Deep Learning Datasets in the COVID era

Deep Learning Datasets in the COVID era

From 2020 I was expecting to collect a dataset for my Deep Learning PhD project, but instead, 2020 brought me having to keep a quarantine. This was quite frustrating because, how can I keep going with my project, if I can’t even make the first and more basic step?

Well, I guess that once again, the answer is in the internet. Aren’t there millions of pictures on the internet that I can use to make my own database? Well, sure there are. However, this idea arises some questions:

  • Is there any tool that can help me with this? I could just google “cat pics” (just to keep going with the typical cat example) and download the ones that fit my needs, but that seems extremely time-consuming and ineffective.
  • What about image rights? I’m not quite sure about the rights of using images for a dataset, so I’ll show you here my findings on this.

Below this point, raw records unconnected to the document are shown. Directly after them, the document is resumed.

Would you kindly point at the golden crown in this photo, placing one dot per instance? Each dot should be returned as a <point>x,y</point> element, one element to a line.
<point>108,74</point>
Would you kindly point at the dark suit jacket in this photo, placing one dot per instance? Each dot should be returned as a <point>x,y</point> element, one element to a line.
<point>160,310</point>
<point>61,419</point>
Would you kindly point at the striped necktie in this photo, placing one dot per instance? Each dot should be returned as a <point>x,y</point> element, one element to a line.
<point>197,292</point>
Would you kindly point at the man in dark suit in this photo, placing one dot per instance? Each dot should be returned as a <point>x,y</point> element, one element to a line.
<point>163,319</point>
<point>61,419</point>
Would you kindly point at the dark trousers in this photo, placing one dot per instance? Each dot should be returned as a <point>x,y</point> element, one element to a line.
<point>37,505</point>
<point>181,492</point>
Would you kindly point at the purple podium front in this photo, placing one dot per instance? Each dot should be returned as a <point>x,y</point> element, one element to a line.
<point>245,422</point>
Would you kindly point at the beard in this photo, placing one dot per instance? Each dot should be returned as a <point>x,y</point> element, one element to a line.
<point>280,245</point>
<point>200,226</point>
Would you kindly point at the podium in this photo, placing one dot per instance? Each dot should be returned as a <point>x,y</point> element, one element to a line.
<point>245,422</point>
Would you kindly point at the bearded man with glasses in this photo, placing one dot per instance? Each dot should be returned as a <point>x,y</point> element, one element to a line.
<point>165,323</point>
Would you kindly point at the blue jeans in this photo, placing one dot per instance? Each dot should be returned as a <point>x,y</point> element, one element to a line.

Gathering Images for your database

Here, I would go through the most interesting methods I found to gather Images from the internet (Google, Bing, and Flickr), to see which of them are suitable for creating a Machine Learning database.

From other Datasets

Imagenet

Imagenet database contains almost 15M images (at the date of this writing), labelled according to the nouns contained in the WordNet database. In their browser, you can look for significative words that are a synonym of the one you’ve written. Those words which are close (in meaning) between them, are grouped in synsets (synonym sets).

From Google

Google is the most popular search engine, so no wonder that there are different alternatives online to download pictures from it.

Making custom scripts

The first solution I found for this was from the great blog pyimagesearch (seriously, is there any computer vision problem for which this blog doesn’t already have a solution?). I won’t come into details since it is already clearly explained in the original post, but I’ll make a quick resume so you can get an idea of how much human effort this solution requires. It can be basically divided in three steps:

  1. Search the query term on Google images.
  2. Gather the URLs into a text file using the JavaScript console. You’ll scroll through the results, and the script will simulate clicking on them and copying the URL for you.
  3. Download the images from the URLs using a Python script.

This is indeed a very interesting solution. However, after doing all the programming, you still need to scroll through the results. It is not that much of a big deal, but it would require your time on something that could be automated.

To conclude:

:x: it is not straightforward to implement.

:x: it is not fully automated.

:x: it doesn’t take into account the copyright of the pictures.

Google Image downloaders

I found a bunch of python libraries like this, or this one that are supposed to download pictures from Google Images with just a simple bash command or a shell script. However, they recently stopped working. The next workaround was a similar script, but this time for Bing. But just like the others, it no longer works.

They all launch the same error: the images are not downloadable. There are several Github issues around this problem, and it seems to be that the links created by the scripts no longer work because Google has recently changed the way they present the data (and I guess, same for Bing).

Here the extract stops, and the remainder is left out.